Yes, there is an alternative future, where we're all browsing app stores on a daily basis. Perhaps it could come true. I have to be careful here, because when I'm wearing my "personal" hat, I have an in-built bias as I'm utterly disinterested in mobile applications, bar a very, very small handful that I'd prefer were pre-loaded on a device in the first place (Google Maps, Skype, Facebook, maybe Spotify).
Obviously my "professional" hat as an analyst means I have to be both interested in, and familiar with the broader ecosystems, but my job doesn't need to extend to my private life. I'm a bit of a purist, in other words - also reflected by the fact I drive a car with absolutely no modifications, and indeed no weight-adding fripperies like ABS or airbags either.
Cars hold another useful metaphor though. It's generally considered to be absolutely fine to "customise" a vehicle when it's ordered new - the colour, trim, special options like better brakes or sportier suspension. But that changes - for most people other than special groups of enthusiasts - in terms of aftermarket customisation. Suddenly, add-ons become gauche and geeky. Sure, it's more socially acceptable for a rickshaw driver in India or a bus driver in Guatemala, but in normal circumstances loading a ton of extra tat onto your car makes you look like an idiot. (Caveat here: yes, I know some countries have a more permissive attitutde to modifying cars, but then some also have a lax attitude to wearing phones in holsters on your belt).

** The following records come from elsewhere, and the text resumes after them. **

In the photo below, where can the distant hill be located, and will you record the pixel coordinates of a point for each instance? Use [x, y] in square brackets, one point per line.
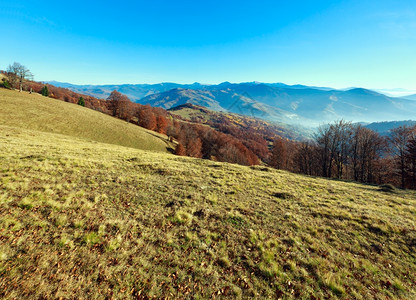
[223, 120]
[292, 104]
[410, 97]
[35, 112]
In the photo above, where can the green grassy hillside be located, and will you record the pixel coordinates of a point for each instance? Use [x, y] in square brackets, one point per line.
[92, 220]
[35, 112]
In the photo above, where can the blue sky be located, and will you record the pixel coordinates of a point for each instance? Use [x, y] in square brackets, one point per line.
[327, 43]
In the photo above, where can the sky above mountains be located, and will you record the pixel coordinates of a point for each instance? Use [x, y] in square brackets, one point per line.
[340, 44]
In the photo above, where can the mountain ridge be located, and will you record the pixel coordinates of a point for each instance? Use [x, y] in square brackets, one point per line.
[278, 102]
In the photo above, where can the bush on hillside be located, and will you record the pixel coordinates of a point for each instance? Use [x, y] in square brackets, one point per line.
[6, 84]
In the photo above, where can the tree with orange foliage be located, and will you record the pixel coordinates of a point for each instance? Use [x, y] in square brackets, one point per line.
[180, 150]
[279, 154]
[119, 105]
[161, 124]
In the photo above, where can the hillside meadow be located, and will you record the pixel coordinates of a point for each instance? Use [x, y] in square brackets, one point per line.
[83, 219]
[35, 112]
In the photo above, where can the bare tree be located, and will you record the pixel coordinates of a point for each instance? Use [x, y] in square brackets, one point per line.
[399, 139]
[18, 74]
[367, 147]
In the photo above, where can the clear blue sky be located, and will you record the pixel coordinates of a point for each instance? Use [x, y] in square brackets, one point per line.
[329, 43]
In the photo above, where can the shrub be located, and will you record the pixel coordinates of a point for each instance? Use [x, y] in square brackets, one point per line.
[81, 101]
[6, 84]
[45, 91]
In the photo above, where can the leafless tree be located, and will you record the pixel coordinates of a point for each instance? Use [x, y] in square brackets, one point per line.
[399, 139]
[18, 74]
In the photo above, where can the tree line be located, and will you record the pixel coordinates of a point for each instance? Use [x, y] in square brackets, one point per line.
[348, 151]
[341, 150]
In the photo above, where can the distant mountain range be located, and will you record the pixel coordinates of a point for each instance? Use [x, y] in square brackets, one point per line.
[384, 128]
[292, 104]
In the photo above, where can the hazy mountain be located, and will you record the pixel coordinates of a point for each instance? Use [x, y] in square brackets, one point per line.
[134, 91]
[384, 127]
[410, 97]
[293, 104]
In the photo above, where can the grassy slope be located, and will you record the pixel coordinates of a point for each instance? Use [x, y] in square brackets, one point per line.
[45, 114]
[82, 219]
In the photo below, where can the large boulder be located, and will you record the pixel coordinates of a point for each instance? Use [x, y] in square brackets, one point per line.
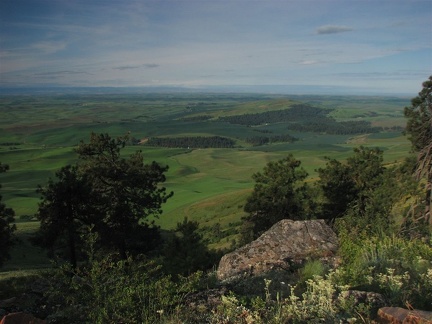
[284, 246]
[397, 315]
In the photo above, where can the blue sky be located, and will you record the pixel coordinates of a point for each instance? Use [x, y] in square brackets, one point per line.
[380, 45]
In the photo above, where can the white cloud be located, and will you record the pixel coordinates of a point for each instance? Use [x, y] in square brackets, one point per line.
[332, 29]
[49, 47]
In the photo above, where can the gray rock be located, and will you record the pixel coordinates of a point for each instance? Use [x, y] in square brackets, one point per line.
[286, 244]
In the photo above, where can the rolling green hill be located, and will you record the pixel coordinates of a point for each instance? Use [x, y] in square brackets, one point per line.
[39, 133]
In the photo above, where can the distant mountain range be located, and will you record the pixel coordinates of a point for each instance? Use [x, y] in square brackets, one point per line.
[258, 89]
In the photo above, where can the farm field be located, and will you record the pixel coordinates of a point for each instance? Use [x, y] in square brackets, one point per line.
[210, 184]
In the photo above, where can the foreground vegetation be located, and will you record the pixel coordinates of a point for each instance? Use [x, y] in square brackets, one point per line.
[385, 240]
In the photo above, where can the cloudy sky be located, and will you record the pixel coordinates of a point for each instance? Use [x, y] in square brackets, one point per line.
[385, 45]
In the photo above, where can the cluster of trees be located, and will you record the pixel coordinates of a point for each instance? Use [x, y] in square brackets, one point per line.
[298, 112]
[330, 126]
[115, 197]
[192, 142]
[353, 194]
[104, 193]
[262, 140]
[7, 226]
[197, 118]
[304, 118]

The bottom line is that I'm wondering if the massed billions of phone users will really care about iPhone-style junk applications. Personalisation is all very well - but it's best done upfront, not on an ongoing basis. The hand of fashion could also start to dictate that people customise something else rather than phones.
A vision of 4 billion "modified" smartphones represents a dystopia of geekiness.